Lei è un eterno “vorrei, ma non posso”, lei lo ama così tanto da vedere solo ed esclusivamente ciò che avrebbero potuto rappresentare. Lei cambia totalmente per lui, lei rinuncia alla sua famiglia per lui, ma sa che questa non sia la cosa giusta da fare. Lei non descrive positivamente la sua storia d’amore con lui, eppure sono innamorati.
Proprio alla fine del libro si raggiunge la consapevolezza e si affronta il nucleo centrale: l’accettazione del ricordo e la liberazione da esso, racchiudendolo nel cuore.

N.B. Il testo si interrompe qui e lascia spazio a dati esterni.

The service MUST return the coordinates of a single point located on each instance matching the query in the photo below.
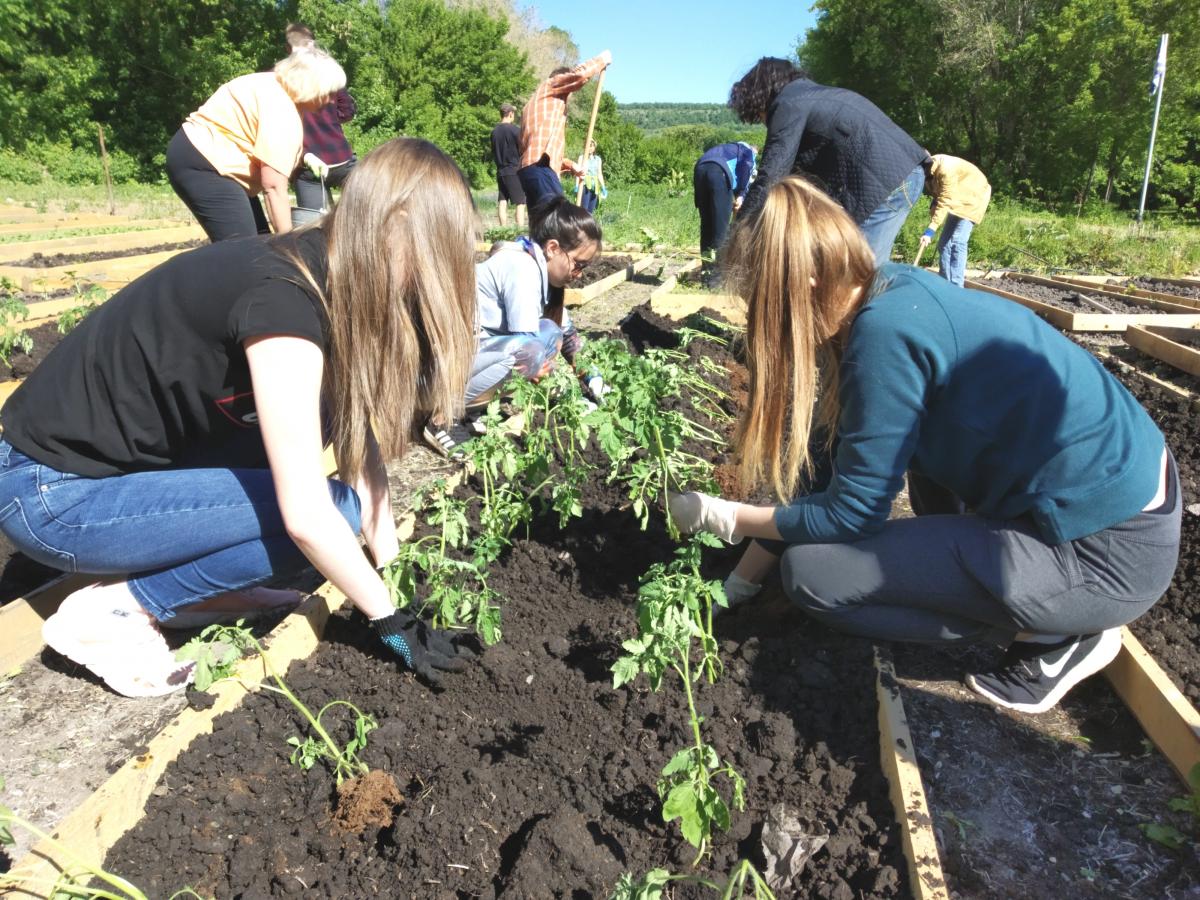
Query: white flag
(1156, 81)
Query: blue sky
(678, 52)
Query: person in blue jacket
(867, 162)
(720, 180)
(1048, 504)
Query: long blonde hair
(804, 270)
(400, 299)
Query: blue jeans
(178, 535)
(952, 247)
(885, 223)
(498, 355)
(539, 183)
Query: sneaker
(1033, 677)
(449, 439)
(249, 604)
(103, 628)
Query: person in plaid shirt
(544, 130)
(325, 149)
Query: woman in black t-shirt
(172, 444)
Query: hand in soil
(424, 649)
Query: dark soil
(600, 269)
(528, 775)
(1171, 628)
(42, 261)
(1073, 300)
(46, 337)
(1164, 287)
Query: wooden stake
(108, 177)
(592, 125)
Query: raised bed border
(1169, 304)
(1161, 342)
(1131, 292)
(1165, 714)
(1068, 321)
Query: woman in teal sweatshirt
(1048, 508)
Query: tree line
(1050, 97)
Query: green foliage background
(1048, 96)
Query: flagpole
(1161, 79)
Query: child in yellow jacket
(960, 193)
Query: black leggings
(714, 199)
(220, 204)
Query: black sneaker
(1033, 677)
(449, 439)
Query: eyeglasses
(576, 265)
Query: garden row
(549, 767)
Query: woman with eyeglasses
(522, 324)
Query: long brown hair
(400, 299)
(804, 270)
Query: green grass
(1012, 234)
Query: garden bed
(528, 775)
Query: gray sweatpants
(952, 576)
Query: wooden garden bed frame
(577, 297)
(1167, 343)
(1126, 293)
(1069, 321)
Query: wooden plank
(1068, 321)
(898, 756)
(577, 297)
(91, 828)
(681, 306)
(672, 281)
(1165, 714)
(1192, 303)
(21, 621)
(1158, 342)
(111, 274)
(100, 243)
(1169, 305)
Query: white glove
(737, 592)
(595, 389)
(696, 511)
(316, 165)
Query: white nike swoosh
(1055, 669)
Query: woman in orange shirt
(247, 139)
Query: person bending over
(172, 444)
(960, 193)
(328, 157)
(246, 139)
(865, 161)
(523, 327)
(1048, 505)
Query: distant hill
(655, 117)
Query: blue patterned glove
(424, 649)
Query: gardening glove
(696, 511)
(737, 592)
(316, 165)
(594, 388)
(424, 649)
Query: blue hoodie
(985, 399)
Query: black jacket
(839, 138)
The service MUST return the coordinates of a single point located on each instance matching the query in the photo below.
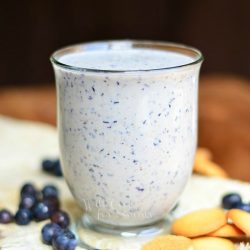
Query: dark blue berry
(48, 165)
(6, 216)
(49, 231)
(49, 191)
(27, 201)
(231, 200)
(64, 241)
(244, 206)
(57, 169)
(72, 244)
(60, 242)
(41, 211)
(23, 216)
(53, 203)
(28, 189)
(61, 218)
(68, 233)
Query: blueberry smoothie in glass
(127, 120)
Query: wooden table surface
(224, 116)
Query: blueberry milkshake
(127, 120)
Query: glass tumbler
(127, 135)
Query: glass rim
(192, 52)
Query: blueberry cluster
(52, 167)
(39, 205)
(234, 200)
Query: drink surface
(126, 59)
(127, 141)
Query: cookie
(227, 231)
(241, 219)
(200, 222)
(212, 243)
(169, 242)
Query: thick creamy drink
(127, 119)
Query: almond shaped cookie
(169, 242)
(200, 222)
(228, 231)
(212, 243)
(241, 219)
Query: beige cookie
(241, 219)
(227, 231)
(169, 242)
(200, 222)
(212, 243)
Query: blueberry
(60, 242)
(72, 244)
(48, 165)
(28, 188)
(23, 216)
(27, 201)
(61, 218)
(53, 167)
(244, 206)
(68, 233)
(57, 169)
(6, 216)
(231, 200)
(49, 191)
(53, 203)
(49, 231)
(64, 241)
(41, 211)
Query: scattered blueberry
(23, 216)
(52, 167)
(231, 200)
(53, 203)
(6, 216)
(28, 189)
(57, 169)
(48, 165)
(72, 244)
(60, 242)
(64, 241)
(61, 218)
(27, 201)
(243, 206)
(49, 191)
(49, 231)
(41, 211)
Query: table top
(40, 142)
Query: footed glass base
(94, 235)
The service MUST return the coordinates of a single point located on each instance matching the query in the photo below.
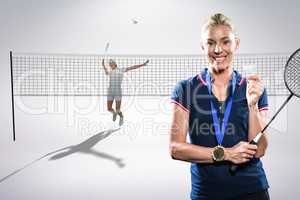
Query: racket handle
(233, 167)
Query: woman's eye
(226, 42)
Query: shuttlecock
(134, 21)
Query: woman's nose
(218, 49)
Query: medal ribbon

“Bisogna far pace con il passato e con i ricordi. Il passato non si può cancellare, io non ti cancello, noi siamo stati insieme. Secondo me ci devi pensare così tanto e così forte da farti venire la nausea. Bisogna piangere per le cose che finiscono, perché erano belle. Accettare quello che è stato e trovare la forza di andare avanti senza rinnegarlo”.
Più va avanti, più lei scopre se stessa e si libera dell’idea di lui. Proprio alla fine, si scopre il motivo per il quale la relazione non può andare avanti: la diversità culturale. Lei capisce che il finale migliore sia quello di far vivere lui solamente nei suoi ricordi e “non è quello l’angolo più bello del mondo in cui incontrare una persona senza farle del male?”. E si rimane così, con i ricordi dolci-amari, tutelati, protetti, vissuti e si cerca di andare avanti.
“Halime, sei fiera di te stessa?” le ho chiesto, tra una chiacchiera e l’altra.
“Io sono contentissima di tutto quello che ho fatto, ho imparato dagli errori. Penso che gli errori non siano veramente errori quando sono stati fatti in modo inconscio. Alla me del futuro voglio dire di fare come hai sempre fatto, di viverti tutto e di cogliere ogni occasione, di sorridere a tutti”.
I suoi progetti per il futuro vedono un nuovo libro: “Dovunque andrò quest’estate – forse in Giordania – il mio portatile sarà con me. Voglio tornare a casa con un nuovo libro, certi posti non possono non ispirarti”. Ciò che si augura è di trovare una persona con la quale costruire una casa e una famiglia, essere felice e far trascorrere il tempo nell’attesa della vera vita.
“Circondatevi di persone intraprendenti e creative, vi aiuteranno a dare forma ai vostri sogni, insegnandovi a crederci”
È questo ciò che Halime augura a tutti noi della Generazione Z e ai lettori di Rewriters. Io, invece, spero che lei non perda quella luce negli occhi ogni volta che parla di sé stessa, della scrittura, della sua fede e della sua idea di amore, mai.